"You ask and do not receive, because you ask with wrong motives, so that you may spend it on your pleasures." - James 4:3
Well, wow--this is certainly humbling. So often I find myself asking God for the things I want and wonder why it seems as if He hasn't heard me. I am so guilty of asking God for things simply because I want them--in this case, for Him to restore a broken relationship--not stopping to think about whether or not it's good for me, edifying to the Lord, or even what He wants for my life.
So here I am, thinking I've learned a valuable life lesson when, in actuality, I halfheartedly realized something and failed to apply it to my life. I can honestly say that I want nothing more or less than what God wants for my life. The thing is, regardless of my motives, I get busy and my prayer life becomes sluggish, allowing room for my prayers to become more selfishly motivated.
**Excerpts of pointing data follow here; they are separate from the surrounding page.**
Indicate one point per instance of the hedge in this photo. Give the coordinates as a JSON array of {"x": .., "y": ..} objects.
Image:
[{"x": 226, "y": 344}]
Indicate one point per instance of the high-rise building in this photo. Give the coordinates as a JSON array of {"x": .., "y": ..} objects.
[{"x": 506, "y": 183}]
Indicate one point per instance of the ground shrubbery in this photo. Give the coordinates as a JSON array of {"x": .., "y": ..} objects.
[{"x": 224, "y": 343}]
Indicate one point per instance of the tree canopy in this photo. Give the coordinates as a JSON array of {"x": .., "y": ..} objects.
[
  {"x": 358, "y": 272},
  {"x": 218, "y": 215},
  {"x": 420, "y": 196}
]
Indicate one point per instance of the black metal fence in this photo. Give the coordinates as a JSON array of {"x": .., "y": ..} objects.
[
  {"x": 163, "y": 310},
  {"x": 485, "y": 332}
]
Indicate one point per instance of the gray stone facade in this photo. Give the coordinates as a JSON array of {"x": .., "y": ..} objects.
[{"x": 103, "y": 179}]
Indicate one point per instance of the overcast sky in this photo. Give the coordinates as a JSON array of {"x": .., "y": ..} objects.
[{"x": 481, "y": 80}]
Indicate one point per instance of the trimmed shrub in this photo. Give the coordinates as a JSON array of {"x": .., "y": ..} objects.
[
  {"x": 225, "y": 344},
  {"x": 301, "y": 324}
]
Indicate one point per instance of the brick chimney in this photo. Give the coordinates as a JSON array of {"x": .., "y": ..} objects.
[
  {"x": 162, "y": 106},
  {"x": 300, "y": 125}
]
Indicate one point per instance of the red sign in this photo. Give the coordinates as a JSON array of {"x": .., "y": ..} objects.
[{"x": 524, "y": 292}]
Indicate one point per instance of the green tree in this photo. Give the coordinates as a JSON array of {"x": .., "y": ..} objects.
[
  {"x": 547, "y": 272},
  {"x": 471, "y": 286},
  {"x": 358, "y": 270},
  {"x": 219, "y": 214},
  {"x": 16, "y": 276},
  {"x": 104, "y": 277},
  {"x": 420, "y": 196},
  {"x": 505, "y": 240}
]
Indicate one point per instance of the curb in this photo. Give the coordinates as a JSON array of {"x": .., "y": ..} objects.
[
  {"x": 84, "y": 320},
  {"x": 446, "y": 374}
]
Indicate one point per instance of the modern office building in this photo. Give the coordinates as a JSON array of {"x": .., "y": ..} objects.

Psalm 37:4 says, "Delight yourself in the Lord; and He will give you the desires of your heart." But where does that start? It seems fairly simple, but our own selfish desires never fail to get in the way and blur our vision.
"Submit therefore to God. Resist the devil and he will flee from you. Draw near to God and He will draw near to you. Cleanse your hands, you sinners; and purify your hearts, you double-minded. Be miserable and mourn and weep; let your laughter be turned into mourning and your joy to gloom. Humble yourselves in the presence of the Lord, and He will exalt you." - James 4:7-10
I wholeheartedly believe that delighting in the Lord must begin with completely ridding us of ourselves, and that is not a pleasant process. Resisting temptation isn't easy. Denying ourselves of the things the world has conditioned us to want can be excruciating. It involves laying down our pride and allowing ourselves to be completely broken. It's not easy, but it's so necessary. God can't line desires of my heart up with His if I keep getting in the way. I read a quote today that really resonates with me: "It is not within our power to create the wind or to change its direction, but we can raise our sails to catch it when it comes." I'm still trying too hard to stay in control and to get my way. But that's not my job. My job is to submit wholeheartedly to the Lord and let Him take the wheel. That involves a lot of trust on my part, which unfortunately still isn't one of my strong suits. But I know that sitting back and letting Jesus have His way in me is so much better than trying to navigate these waters on my own; because simply put, I can't.